As part of its initial arguments in the lawsuit against Epic Games, Apple he claims that its policies protect the privacy, security and quality of the App Store. Furthermore, he adds that Epic only sued because he no longer wanted to pay the commissions.
The Epic Games trial against Apple began yesterday with opening discussions from both sides. The case stems from a lawsuit that Epic Games filed against Apple after inducing the company to remove “Fortnite” from the App Store due to the inclusion of a direct payment system that is not allowed.
In her opening remarks for Apple, attorney Karen Dunn responded to Epic Games’ arguments:
Epic, a $ 28 billion company, has decided it no longer wants to pay for Apple’s innovations. So Epic demands that this court force Apple to let untested and untrusted apps and app stores into its App Store.
Apple focuses on privacy, security and quality
Apple’s attorney later claimed that the privacy and security of the App Store they significantly outperform their competitors. At the same time, the App Store has created opportunities for developers by keeping quality and reliable apps for consumers. Epic Games, on the other hand, has simply decided that it no longer wants to pay commissions to Apple, integrating its own in-app payment system, violating the guidelines. Failing to achieve his goal, he decided to file a lawsuit against Apple.
Apple charges a 30% commission on app and in-app purchases (15% for companies now billing less than $ 1 million a year), which attorney Dunn says is an industry standard. Most of the apps on the App Store are free, so many developers pay nothing to Apple. In fact, developers can monetize through other tools, such as in-app advertising. Additionally, Apple’s actual fees have decreased on the App Store. In 2019, the actual fees for gaming apps were 8.1%, while for all other apps it was 4.7%.

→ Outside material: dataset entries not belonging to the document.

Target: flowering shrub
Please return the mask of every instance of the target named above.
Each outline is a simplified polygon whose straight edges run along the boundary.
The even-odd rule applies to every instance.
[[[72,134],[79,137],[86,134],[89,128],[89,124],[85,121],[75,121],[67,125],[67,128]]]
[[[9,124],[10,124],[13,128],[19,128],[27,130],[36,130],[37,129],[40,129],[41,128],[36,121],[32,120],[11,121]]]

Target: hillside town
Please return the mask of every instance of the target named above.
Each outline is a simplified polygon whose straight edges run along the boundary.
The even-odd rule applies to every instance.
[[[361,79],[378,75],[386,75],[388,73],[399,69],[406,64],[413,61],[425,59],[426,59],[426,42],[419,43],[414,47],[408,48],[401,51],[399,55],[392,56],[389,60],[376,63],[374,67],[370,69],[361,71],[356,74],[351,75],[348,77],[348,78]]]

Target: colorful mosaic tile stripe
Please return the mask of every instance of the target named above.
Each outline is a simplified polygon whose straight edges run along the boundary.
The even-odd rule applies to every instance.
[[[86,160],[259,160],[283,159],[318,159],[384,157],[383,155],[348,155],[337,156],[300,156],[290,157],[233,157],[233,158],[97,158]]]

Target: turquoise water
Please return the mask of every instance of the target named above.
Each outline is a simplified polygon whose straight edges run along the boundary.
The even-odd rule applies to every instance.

Apple vs. Epic Games: iOS won’t become like Android
Apple claims that Epic Games’ market definition is somewhat narrow and wrong. 95% of iOS users regularly use another device other than an iPhone, such as a Mac or game console. Not surprisingly, the majority of “Fortnite” players are also found on other platforms, with iOS only ranking third or fourth in most studios. This is an unmistakable sign of a competitive market.
Epic Games described the App Store as a “walled garden” and featured emails from current and former Apple executives such as Steve Jobs, Phil Schiller, Craig Federighi, Eddy Cue and Scott Forstall in an effort to prove this claim. The software house therefore wants Apple to be forced to open to third-party app stores on iOS and allow developers to offer direct payment systems.
By allowing the use of alternative app stores, however, Epic Games is simply asking Apple to turn iOS into Android, removing its competitive advantage. This is something that neither Apple nor its customers want.
Profit Margins: Calculations do not include software costs
Finally, Apple took on the thorny issue of profit margin. According to Epic Games, Apple’s fees are unnecessary because its margins on the App Store are huge. Apple responds by stating that margin calculations only look at part of the iOS ecosystem. For example, they do not include the software costs Apple has to incur to run the App Store, including API development and other developer tools.
Additionally, Apple notes that its business model is shared by many other companies, including some that have previously allied with the Coalition for App Fairness, including Sony, Microsoft and Nintendo.